Nov 21, 2008
May 29, 2009
After a final day in Foz de Iguassu and a hearty eat as much as you like buffet we boarded the overnight bus for the long journey to Sao Paulo, as we passed through the Brazillian countryside the most striking thing I noticed is how impossibly fertile this land is, lush vivid green covers every inch of the land except where it is brutally suppressed by humanity. Even the trees have green plants and shrubs growing on or out of them and the growth of tropical plants is so thick you couldn't walk a meter into it without having to hack a path of your own making.
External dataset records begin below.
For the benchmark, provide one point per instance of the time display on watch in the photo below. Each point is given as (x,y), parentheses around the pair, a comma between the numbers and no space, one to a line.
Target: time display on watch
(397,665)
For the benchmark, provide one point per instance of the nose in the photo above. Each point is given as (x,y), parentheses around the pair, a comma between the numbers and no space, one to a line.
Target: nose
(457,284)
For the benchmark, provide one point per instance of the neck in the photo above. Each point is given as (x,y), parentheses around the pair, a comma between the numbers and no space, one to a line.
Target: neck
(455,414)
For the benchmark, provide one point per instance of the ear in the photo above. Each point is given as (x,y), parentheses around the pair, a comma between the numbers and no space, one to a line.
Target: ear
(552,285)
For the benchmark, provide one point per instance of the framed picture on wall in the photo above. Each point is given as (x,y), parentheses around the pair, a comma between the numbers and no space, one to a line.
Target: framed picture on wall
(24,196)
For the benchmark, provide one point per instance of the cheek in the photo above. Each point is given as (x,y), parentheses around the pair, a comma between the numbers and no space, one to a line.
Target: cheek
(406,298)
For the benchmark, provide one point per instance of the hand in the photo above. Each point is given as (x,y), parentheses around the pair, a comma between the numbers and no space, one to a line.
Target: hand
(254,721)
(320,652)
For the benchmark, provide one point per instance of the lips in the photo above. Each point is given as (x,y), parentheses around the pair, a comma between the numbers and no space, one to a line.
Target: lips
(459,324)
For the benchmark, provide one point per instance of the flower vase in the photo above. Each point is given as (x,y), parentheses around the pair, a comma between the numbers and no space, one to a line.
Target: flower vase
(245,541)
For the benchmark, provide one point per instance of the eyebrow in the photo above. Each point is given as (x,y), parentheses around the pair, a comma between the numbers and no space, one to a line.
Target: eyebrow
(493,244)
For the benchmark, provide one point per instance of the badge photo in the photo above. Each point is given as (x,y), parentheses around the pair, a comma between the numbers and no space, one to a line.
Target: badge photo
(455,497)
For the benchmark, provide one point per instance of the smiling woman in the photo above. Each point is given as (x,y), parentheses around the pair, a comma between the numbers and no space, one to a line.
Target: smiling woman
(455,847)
Life cannot be contained in this magnificent country, in places where it is obvious that the trees have been cut down for wood, life bursts forth once more and rich grasses and shrubs cover every inch of the land where the great trees once stood, even the cattle that are dotted about the mountain sides don't seem to make a dent in the vegetation. The second thing that is striking about Brazil is the mountainous landscape, not like the huge great peaks of the Alps or the Himalayas but significant enough in size that most of them would take the best part of a day and a great deal of breath to climb, all covered in rich green vegetation beneath through which pokes the occasional glimpse of the rust red earth and rock of this country. The effect of these green rocky mountainous hills are that everything in Brazil is set to a backdrop of forested mountains giving a scenic beauty to the whole country. After a long journey on the bus we arrived in Sao Paulo mid morning and collected our luggage and gathered together to coordinate our movements. Sao Paulo is just an unimaginably vast city, with around 25 million inhabitants it is one of the largest urban metropolises in the world, a number that while staggering, I have no problem at all believing. Great four lane motorways snake through the city like arteries delivering the life blood of traffic to the heart and where ever you look houses and apartments are stacked on top of each other in the throng of buildings. Sao Paulo is beyond any recognizable building or skyline, in every direction skyscrapers and tower blocks form the wall of the horizon and driving into the city takes an hour on a good run without traffic. With only a short stop in Sao Paulo, and all of us reeling from the sheer size of the place we boarded a mini van that would take us to our next stop, the Coastal town of Paraty.